"The History of the world is but the Biography of great men."
— Thomas Carlyle, Heroes and Hero Worship
No ordinary man could play the part that Donald Trump is playing now. No great man, either. Only the tiniest moral entity — mind, heart, character — could leave such a vacuum within the human shell. A vacuum is no mere hollow. It's a hungry hollow that endangers the world around it.
I used to work with a man who craved attention and praise every bit as much as Trump does. He was unlike Trump in most other ways but equally needy; truly love-starved, to judge from the few words he let drop about his mother. He'd boast to us of his accomplishments and then almost weep at the silence that followed. One co-worker strove mightily to help him out of his morbid state with sympathetic attention and lavish praise. He ate it up, but it made no difference in his need. The man was a perpetual vacuum. He didn't care to be otherwise, either. At some point in life he'd become aware of his obtrusive egoism and had learned the trick of declaring it when starting to speak in a group, warning that he was apt to go on and on about himself. Having done so, he seemed to think he had sidestepped any obligation to behave considerately. We were at his mercy.
It's impossible to know whether Donald Trump is aware of his egoism beyond noticing that others accuse him of it. However, there's no need to play amateur psychologist in his case. His niece has observed him with a professional eye.
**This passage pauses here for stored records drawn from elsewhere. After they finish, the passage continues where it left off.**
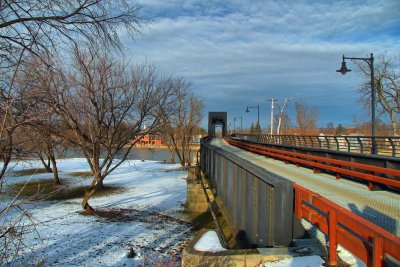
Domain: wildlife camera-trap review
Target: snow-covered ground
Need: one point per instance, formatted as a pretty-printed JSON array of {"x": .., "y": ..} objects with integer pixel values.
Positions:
[
  {"x": 144, "y": 219},
  {"x": 145, "y": 216}
]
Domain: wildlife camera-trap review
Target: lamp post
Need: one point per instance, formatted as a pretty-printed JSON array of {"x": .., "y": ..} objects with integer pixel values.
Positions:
[
  {"x": 240, "y": 117},
  {"x": 370, "y": 61},
  {"x": 272, "y": 113},
  {"x": 258, "y": 112}
]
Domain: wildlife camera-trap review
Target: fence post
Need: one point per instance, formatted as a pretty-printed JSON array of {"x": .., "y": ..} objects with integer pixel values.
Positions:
[
  {"x": 332, "y": 220},
  {"x": 377, "y": 251}
]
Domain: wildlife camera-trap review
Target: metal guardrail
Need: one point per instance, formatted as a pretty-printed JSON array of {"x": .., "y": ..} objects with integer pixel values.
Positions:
[
  {"x": 258, "y": 202},
  {"x": 388, "y": 146},
  {"x": 368, "y": 173}
]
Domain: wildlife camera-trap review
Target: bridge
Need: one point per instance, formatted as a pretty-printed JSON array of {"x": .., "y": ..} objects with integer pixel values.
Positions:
[{"x": 273, "y": 188}]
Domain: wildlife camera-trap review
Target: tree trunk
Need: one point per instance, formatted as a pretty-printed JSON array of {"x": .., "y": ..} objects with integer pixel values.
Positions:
[
  {"x": 394, "y": 125},
  {"x": 46, "y": 165},
  {"x": 96, "y": 184},
  {"x": 55, "y": 170},
  {"x": 7, "y": 153}
]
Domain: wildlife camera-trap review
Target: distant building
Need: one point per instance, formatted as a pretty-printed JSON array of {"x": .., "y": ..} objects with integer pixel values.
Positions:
[{"x": 149, "y": 139}]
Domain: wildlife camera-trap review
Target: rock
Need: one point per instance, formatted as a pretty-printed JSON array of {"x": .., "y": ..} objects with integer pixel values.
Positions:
[{"x": 131, "y": 253}]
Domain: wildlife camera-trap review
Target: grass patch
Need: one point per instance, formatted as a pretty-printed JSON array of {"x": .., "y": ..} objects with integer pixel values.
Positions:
[
  {"x": 46, "y": 189},
  {"x": 29, "y": 172}
]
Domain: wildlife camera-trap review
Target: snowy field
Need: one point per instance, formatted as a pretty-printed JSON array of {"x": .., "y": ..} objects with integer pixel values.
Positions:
[{"x": 145, "y": 216}]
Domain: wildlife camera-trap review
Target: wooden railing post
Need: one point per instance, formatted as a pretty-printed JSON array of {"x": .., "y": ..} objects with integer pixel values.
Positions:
[{"x": 377, "y": 253}]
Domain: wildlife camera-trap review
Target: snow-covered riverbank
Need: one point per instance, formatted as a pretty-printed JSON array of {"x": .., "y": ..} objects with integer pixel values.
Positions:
[{"x": 146, "y": 215}]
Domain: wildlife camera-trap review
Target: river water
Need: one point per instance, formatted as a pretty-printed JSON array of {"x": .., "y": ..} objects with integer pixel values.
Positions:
[{"x": 156, "y": 154}]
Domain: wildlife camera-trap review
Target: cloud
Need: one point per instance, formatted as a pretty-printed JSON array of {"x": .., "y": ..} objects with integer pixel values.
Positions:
[{"x": 239, "y": 53}]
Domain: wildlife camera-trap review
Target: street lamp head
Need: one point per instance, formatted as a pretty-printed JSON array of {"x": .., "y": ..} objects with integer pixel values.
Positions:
[{"x": 343, "y": 70}]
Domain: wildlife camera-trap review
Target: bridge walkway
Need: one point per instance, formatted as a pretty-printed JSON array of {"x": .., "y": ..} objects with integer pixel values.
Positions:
[{"x": 380, "y": 207}]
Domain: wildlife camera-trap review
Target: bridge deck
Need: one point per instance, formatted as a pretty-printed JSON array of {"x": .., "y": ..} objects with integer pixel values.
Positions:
[{"x": 379, "y": 207}]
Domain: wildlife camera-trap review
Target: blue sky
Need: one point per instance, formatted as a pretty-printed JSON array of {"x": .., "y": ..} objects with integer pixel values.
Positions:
[{"x": 241, "y": 53}]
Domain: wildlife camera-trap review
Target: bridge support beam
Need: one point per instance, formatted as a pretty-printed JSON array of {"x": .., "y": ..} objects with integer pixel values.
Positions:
[
  {"x": 259, "y": 203},
  {"x": 217, "y": 118}
]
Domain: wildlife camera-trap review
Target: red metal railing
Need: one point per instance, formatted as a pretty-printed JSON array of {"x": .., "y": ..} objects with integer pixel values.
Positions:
[
  {"x": 363, "y": 172},
  {"x": 367, "y": 241},
  {"x": 364, "y": 239}
]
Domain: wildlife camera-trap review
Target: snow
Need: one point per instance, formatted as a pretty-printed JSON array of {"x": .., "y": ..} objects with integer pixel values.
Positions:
[
  {"x": 305, "y": 261},
  {"x": 148, "y": 218},
  {"x": 209, "y": 242}
]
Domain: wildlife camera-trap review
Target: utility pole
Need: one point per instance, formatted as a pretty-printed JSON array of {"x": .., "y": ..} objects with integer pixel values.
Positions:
[{"x": 272, "y": 113}]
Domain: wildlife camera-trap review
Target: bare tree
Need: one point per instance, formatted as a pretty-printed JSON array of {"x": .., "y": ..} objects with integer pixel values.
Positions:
[
  {"x": 40, "y": 26},
  {"x": 387, "y": 87},
  {"x": 306, "y": 117},
  {"x": 104, "y": 104},
  {"x": 182, "y": 122}
]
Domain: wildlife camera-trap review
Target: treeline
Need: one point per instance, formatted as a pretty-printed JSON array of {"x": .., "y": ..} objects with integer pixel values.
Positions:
[{"x": 63, "y": 84}]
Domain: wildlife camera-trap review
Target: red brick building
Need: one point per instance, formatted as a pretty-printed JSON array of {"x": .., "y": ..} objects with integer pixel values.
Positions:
[{"x": 149, "y": 139}]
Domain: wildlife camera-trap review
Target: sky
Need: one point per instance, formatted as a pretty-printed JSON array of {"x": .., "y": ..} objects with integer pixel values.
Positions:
[{"x": 241, "y": 53}]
Because of the disastrous circumstances in which he was raised, Donald knew intuitively, based on plenty of experience, that he would never be comforted or soothed, especially when he most needed to be. There was no point, then, in acting needy. And whether he knew it on any level or not, neither of his parents was ever going to see him for who he truly was or might have been — Mary was too depleted and Fred was interested only in whichever of his sons could be of most use — so he became whatever was most expedient. The rigid personality he developed as a result was a suit of armor that often protected him against pain and loss. But it also kept him from figuring out how to trust people enough to get close to them.
— Mary L. Trump PhD, Too Much and Never Enough: How My Family Created the World's Most Dangerous Man
Any chink in Donald Trump's armor becomes a vulnerability for others: an orifice through which the inner vacuum tugs violently at the outer world, sucking in what it can and wrecking much more.
And that is the whole story of the part Trump is playing now. It's the reverse of a crime novel in which the apparent obsession of a madman turns out to be explainable as a rational scheme. One can look at his welter of actions on resuming office and make out some rational objectives, but the unifying factor is obsession. After all, the revocation of certain people's security clearances or Secret Service protection serves only to inflict punishment for injuries to his pride. The rooting-out of FBI agents and government lawyers who had any part in investigating him is a wanton vendetta. The breathtaking departures in foreign policy are of a piece with his vain pretense of knowing better than anyone else when the gnawing truth is that he knows practically nothing about anything and can only trust to luck for vindication. The slashing and smashing of agencies is a grotesque mockery of small-government conservatism. It's all a tantrum, the final towering rage of one poor little rich boy who sits atop the world's highest pile of toys and still can't catch a glimpse of love. It's Donald's bitter wish-fulfillment dream, and we're in it.
Now the vacuum commands the whole world with its inrushing roar. Tall buildings tilt toward the tiny man from every city. Forests tremble. The oceans rear up, and the clouds lower.
But you must excuse me. I've just this minute heard a thumping at the window. It's February, two years on, and I do believe the thing is back.